Mais le jeune homme, qui se promène fréquemment dans les rues parisiennes à la recherche de nouveaux lieux à investir, s’est fixé une limite bien claire : pas de squats de domicile. A chaque fois qu’il pénètre dans un logement avec des meubles ou des effets personnels à l’intérieur, il ressort sur-le-champ. “C’est comme violer l’intimité de quelqu’un. Je ne connais personne, en tout cas dans les collectifs de squatteurs que je fréquente, qui ait déjà enfreint cette règle,” assure celui que ses pairs surnomment “le meilleur ouvreur de squats de la capitale”.
2,6 millions de logements et 4 millions de mètres carrés de bureaux inoccupés
Même son de cloche du côté de l’association Droit au logement, le DAL. “Si quelqu’un occupe le domicile d’autrui, ce n’est plus un squatter,” affirme son président Jean-Baptise Eyraud. En revanche, pour lui, l’occupation de biens immobiliers vacants est légitime. “Il y a beaucoup de logements vides, et beaucoup de gens dehors,” martèle-t-il, chiffres à l’appui. Selon l’INSEE, il y aurait aujourd’hui en France plus de 2,6 millions de logements et près de 4 millions de mètres carrés de bureaux inoccupés.

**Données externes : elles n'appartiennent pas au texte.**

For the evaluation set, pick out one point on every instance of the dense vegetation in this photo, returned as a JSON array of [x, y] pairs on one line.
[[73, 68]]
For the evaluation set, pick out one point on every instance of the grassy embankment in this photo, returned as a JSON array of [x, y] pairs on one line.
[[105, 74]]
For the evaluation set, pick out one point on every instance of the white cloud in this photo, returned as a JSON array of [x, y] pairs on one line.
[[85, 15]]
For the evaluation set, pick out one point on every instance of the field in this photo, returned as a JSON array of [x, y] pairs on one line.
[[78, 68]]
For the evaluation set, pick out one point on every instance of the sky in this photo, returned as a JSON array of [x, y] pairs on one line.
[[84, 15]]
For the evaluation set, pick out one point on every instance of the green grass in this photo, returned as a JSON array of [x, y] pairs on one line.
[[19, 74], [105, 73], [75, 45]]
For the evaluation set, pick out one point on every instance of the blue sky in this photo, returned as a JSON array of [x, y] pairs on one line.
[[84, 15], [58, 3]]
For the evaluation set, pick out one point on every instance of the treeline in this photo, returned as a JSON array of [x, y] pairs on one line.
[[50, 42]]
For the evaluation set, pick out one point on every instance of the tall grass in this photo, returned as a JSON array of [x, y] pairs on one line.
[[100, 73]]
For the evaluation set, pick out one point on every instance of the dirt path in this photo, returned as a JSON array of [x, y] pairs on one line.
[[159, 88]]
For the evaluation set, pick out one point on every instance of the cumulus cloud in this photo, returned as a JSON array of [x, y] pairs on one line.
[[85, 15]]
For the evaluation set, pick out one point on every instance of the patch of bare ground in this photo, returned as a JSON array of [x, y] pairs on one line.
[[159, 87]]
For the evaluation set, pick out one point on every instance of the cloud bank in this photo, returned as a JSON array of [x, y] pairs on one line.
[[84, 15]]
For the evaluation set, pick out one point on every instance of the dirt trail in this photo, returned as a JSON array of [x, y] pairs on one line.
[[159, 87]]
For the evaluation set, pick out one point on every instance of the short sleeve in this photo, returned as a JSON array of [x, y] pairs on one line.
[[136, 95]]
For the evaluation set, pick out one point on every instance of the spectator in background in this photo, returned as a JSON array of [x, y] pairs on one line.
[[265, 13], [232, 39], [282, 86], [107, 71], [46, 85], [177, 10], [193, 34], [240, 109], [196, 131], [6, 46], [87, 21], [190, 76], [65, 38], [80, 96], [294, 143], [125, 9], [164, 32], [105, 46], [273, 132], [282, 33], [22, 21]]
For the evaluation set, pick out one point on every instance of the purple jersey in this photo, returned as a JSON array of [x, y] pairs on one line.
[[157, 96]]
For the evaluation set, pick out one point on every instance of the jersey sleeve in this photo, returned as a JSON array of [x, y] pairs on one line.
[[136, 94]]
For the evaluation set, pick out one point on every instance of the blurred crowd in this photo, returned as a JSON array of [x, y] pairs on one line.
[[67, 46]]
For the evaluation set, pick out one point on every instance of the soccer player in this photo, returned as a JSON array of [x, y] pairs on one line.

Pour le DAL, la législation actuelle sur la répression des squatteurs est déjà suffisante, notamment depuis la loi DALO de 2007*. Alors quand, au gré de l’actualité, le député du Nord Marc-Philippe Daubresse (UMP) ou la sénatrice-maire de Calais Natacha Bouchart (UMP), proposent de faciliter les conditions d’expulsion, il rappelle la nécessité de trouver un juste équilibre entre droit de propriété et droit au logement. “C’est normal que les gens puissent récupérer leur domicile sans délai, s’il s’agit de leur résidence principale. Mais une énième loi anti-squat serait très mauvaise.
La majorité des squatteurs dans le besoin
Les préfectures de police ne recensent pas les occupations de domicile en particulier. Par conséquent, l’ampleur du phénomène est difficile à apprécier. Les collectifs de squatteurs estiment qu’il serait “ultra-marginal” et correspondrait à “moins de 0,01%” des cas de squats. Selon Nicolas Garban, avocat au barreau de Paris et défenseur des propriétaires, ce chiffre serait plus proche de un sur quatre.
D’après l’expérience de ce praticien, trois grands profils se dessinent parmi les occupants de domicile sans droit ni titre : ceux qui ne peuvent trouver un logement, faute de moyens nécessaires ou de papiers en règle** ; ceux qui se font abuser par de faux propriétaires qui disparaissent une fois le “bail putatif” signé et l’argent empoché ; et enfin des locataires qui réinvestissent leur ancien logement après en avoir été expulsés par le propriétaire. “A 80%, les occupants sont dans le besoin,” conclut Maître Garban.
Thibault Bluy
*son article 38 stipule “qu’en cas d’introduction et de maintien dans le domicile d’autrui à l’aide de manoeuvres, menaces, voies de fait ou de contrainte, le propriétaire ou le locataire du logement occupé peut demander au préfet de mettre en demeure l’occupant de quitter les lieux, après avoir déposé plainte, fait la preuve que le logement constitue son domicile et fait constater l’occupation illicite par un officier de police judiciaire.” Cette procédure administrative devrait permettre un traitement accéléré des dossiers. Or, méconnue des citoyens et impopulaire parmi les avocats, qui lui préfèrent la voie judiciaire, elle n’est quasiment jamais appliquée.
**il y aurait notamment plus de 3 500 logements squattés aujourd’hui près de Calais, en grande partie à cause d’un afflux important de migrants.